GOP presidential front-runner Donald Trump likens his time at a military academy to serving in the armed forces — and takes a few verbal hits from two ex-wives — in an upcoming biography, the
New York Times reports.
Trump explains to former Newsday reporter Michael D'Antonio, whose book,
"Never Enough: Donald Trump and the Pursuit of Success," is out Sept. 22, that he drew a very high draft lottery number after multiple deferments for Vietnam.
But he says his experience at New York Military Academy gave him "more training militarily than a lot of the guys that go into the military," the Times reports.
"My number was so incredible and it was a very high draft number," he says. "Anyway so I never had to do that, but I felt that I was in the military in the true sense because I dealt with those people."
Trump attended the academy starting in eighth grade after years at a prep school in Queens that included giving a teacher a black eye "because I didn't think he knew anything about music," Trump tells the biographer, the Times reports.
While at the Cornwall-on-Hudson, N.Y. campus, Trump wore a uniform, participated in marching drills, and was expected to conform to a hierarchy imposed by instructors, "some of whom had served in the military."
St.
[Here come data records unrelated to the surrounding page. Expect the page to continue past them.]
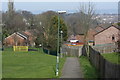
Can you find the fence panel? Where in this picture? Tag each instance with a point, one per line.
(106, 68)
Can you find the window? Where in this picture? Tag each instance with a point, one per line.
(113, 37)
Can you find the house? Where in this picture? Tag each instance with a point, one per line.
(19, 39)
(99, 28)
(106, 36)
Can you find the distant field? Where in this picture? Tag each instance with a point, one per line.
(32, 64)
(112, 57)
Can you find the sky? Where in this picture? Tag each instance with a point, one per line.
(70, 7)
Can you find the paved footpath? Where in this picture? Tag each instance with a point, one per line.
(71, 68)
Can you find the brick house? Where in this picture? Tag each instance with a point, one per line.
(18, 39)
(106, 36)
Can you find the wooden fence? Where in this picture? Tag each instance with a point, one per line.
(71, 50)
(106, 68)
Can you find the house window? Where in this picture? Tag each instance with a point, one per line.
(113, 37)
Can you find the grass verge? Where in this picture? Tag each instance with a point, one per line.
(31, 64)
(112, 57)
(88, 70)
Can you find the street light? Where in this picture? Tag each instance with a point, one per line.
(61, 43)
(57, 60)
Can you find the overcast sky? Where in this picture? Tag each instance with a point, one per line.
(70, 7)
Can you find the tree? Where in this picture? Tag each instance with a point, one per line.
(48, 25)
(86, 14)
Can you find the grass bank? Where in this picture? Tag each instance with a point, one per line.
(88, 70)
(31, 64)
(112, 57)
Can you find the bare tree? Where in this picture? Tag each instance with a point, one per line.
(86, 12)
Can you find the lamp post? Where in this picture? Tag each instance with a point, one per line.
(61, 43)
(58, 46)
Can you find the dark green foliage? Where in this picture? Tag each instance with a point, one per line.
(88, 70)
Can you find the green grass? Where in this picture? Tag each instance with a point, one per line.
(88, 70)
(112, 57)
(30, 64)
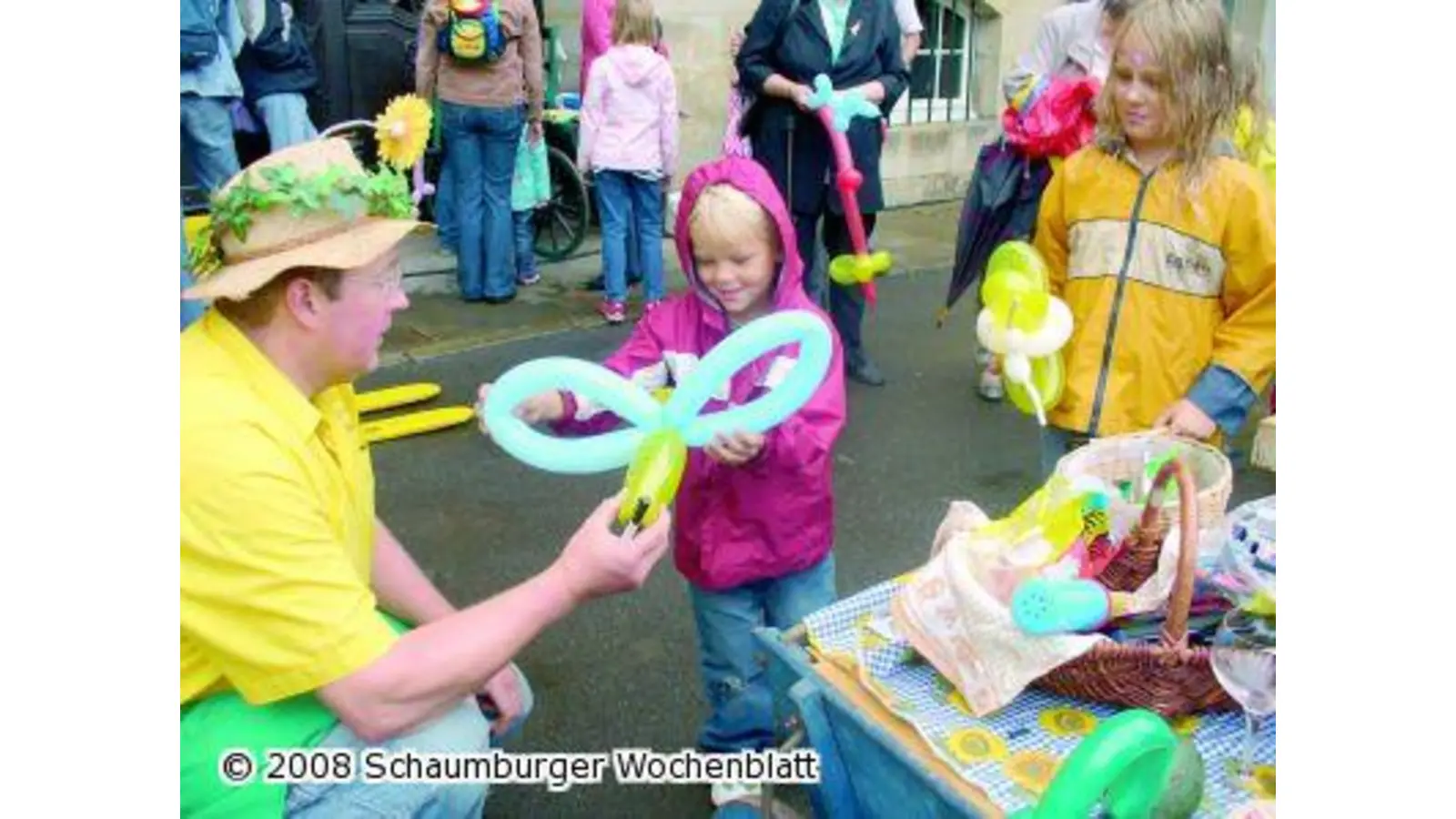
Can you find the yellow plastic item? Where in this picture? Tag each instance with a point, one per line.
(392, 397)
(415, 423)
(652, 479)
(194, 225)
Martin's Press provided an advance copy of the book to the Times, and D'Antonio provided excerpts from his interviews, according to the newspaper.
According to the Times, Trump's mentor at the academy, Theodore Dobias, said Trump "just wanted to be first, in everything, and he wanted people to know he was first."
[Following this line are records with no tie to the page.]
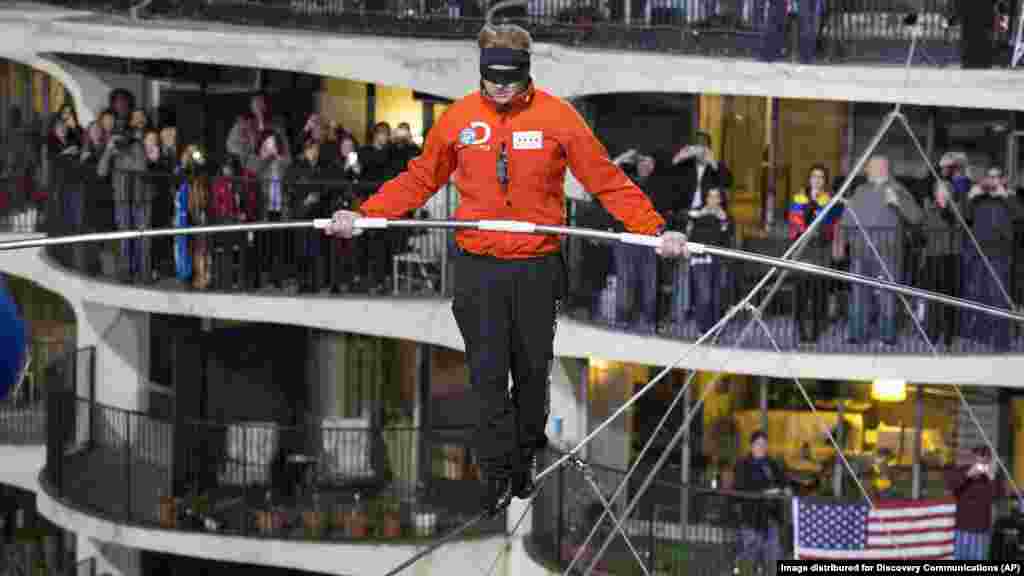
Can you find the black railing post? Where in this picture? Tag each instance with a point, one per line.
(560, 524)
(127, 464)
(650, 536)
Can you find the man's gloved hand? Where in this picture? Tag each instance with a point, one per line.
(673, 245)
(343, 224)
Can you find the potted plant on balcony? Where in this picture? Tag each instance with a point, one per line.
(168, 511)
(314, 520)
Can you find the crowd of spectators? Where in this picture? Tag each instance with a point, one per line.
(914, 231)
(128, 170)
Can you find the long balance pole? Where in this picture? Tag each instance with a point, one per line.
(521, 228)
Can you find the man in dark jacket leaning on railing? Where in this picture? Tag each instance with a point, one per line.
(760, 517)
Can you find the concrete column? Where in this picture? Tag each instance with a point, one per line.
(122, 342)
(568, 410)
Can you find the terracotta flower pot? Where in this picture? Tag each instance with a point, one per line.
(357, 525)
(268, 522)
(313, 523)
(168, 512)
(392, 525)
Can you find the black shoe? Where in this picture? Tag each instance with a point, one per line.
(523, 484)
(497, 494)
Trump came under intense fire early in his campaign this summer for
criticizing Arizona Sen. John McCain's capture as a POW during the Vietnam War.
The Times reports the biography also contains sometimes unflattering remarks from Trump's associates — and ex-wives.
"The little boy that still wants attention," wife No. 2 Marla Maples says, according to the Times.
"He wants to be noticed," first-wife Ivana Trump relates, claiming he once walked off a trail when she skied past him in Aspen, Colo.
"He could not take it, that I could do something better than he did," she says, the Times reports.